His company, Leshi Internet Information & Technology, which is involved in film production, “smart” TVs, video streaming, mobile phones, bicycles and more — has been called the “Netflix of China.”
Now 41-year-old Jia Yueting has earned himself another title, that of the ‘Chinese Elon Musk.’
Jia’s comparison to Musk is justified. Jia’s story sounds like the Chinese doppelgänger to Elon Musk’s. He was a young tech genius and at 41 years old has already taken at least two companies public.
Jia got his first tech job at age 22. According to Bloomberg, he was maintaining the internal network for a taxation office in Shanxi, a coal-producing province in the north of the People’s Republic. Jia’s time in taxation did not last long however, he quit in less than a year to found a tech consultancy.
In 2002, Jia founded a telecom startup, Sinotel Technologies. He took it public in only five years.
Jia’s current venture is Leshi Internet Information & Technology, a maker of web-enabled TVs. He started the buisness back in 2004 and took it public in 2010 – according to Bloomberg his 44 percent stake is worth about $2.3 billion.
Now, his sights are set on succeeding in the auto industry.
Making an electric vehicle “is our dream and passion,” he told Bloomberg. “Look at China’s skies, all responsible corporate citizens want to do something about it. This is the truth.”
Yueting announced his company’s plan for an “electric supercar” last year. At the time, he said they already had a team of more than 200 engineers working on the project in California.
In December, Jia revealed that Leshi had spent the year developing a plan to launch an electric car, one that will directly take on the Model S. His background has given him training in “managing disruptive change,” he said, and so taking on Tesla is well within Leshi’s range.
Jia seems to be getting some assistance from the Chinese government. According to The Motor Report, Beijing is saying it will give car manufacturing licenses to non-automobile companies like Leshi to cut down on China’s notoriously polluted air and encourage homegrown Tesla competitors.
The stakes are high. China remains the largest auto market in the world and despite a 7 per cent slow down in growth in 2014, it continues to get bigger. What is more, an estimated 17 million passenger vehicles were sold there in 2014.
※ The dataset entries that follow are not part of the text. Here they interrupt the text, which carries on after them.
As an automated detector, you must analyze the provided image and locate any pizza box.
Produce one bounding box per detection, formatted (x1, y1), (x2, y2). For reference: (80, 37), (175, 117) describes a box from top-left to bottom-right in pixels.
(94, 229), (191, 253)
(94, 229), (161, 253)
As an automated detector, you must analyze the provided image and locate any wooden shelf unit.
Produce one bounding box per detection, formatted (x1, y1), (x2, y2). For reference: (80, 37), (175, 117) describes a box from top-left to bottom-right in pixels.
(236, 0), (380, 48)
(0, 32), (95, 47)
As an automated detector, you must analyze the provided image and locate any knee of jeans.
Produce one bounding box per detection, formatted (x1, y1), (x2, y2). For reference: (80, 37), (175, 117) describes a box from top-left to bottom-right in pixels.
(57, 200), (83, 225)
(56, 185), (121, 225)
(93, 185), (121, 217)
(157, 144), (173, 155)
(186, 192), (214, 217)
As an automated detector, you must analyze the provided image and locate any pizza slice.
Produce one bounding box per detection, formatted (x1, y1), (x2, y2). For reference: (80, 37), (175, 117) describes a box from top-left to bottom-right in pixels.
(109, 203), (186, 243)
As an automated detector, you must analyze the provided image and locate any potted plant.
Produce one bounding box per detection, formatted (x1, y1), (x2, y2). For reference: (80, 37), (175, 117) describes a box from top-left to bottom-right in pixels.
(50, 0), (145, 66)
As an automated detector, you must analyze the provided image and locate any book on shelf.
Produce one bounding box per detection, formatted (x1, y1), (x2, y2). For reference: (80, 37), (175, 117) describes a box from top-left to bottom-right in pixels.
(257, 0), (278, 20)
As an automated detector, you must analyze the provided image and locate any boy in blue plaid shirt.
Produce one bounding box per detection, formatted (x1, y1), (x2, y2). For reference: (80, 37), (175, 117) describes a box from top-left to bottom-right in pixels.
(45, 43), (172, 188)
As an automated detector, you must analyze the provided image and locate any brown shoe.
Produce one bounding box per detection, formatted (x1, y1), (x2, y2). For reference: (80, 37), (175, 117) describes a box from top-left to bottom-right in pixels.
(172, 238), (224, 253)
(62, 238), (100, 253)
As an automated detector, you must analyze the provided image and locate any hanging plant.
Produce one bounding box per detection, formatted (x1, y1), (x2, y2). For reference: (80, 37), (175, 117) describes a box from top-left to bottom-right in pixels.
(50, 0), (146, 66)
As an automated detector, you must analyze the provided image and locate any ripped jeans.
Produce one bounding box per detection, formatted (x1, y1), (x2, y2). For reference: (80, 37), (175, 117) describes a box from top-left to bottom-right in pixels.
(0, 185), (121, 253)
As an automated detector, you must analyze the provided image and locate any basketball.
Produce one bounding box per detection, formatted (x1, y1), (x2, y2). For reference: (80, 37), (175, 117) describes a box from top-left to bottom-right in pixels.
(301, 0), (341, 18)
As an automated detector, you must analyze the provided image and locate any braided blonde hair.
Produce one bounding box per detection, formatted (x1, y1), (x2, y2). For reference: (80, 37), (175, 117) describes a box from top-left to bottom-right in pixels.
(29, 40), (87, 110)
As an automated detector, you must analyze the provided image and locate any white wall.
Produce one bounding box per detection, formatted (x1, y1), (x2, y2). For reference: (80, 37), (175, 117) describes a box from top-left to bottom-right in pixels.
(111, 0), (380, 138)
The news of Jia taking on the EV market seems to represent a growing trend amongst the Chinese wealthy elite. Even if Jia’s model isn’t the success that it is hoped be, there are other companies in China wanting to build EVs. According to Bloomberg, Fisker owner Wanxiang is also applying for a manufacturing license, and it already has ties to the industry as an automotive parts supplier with over $23 billion in annual revenue.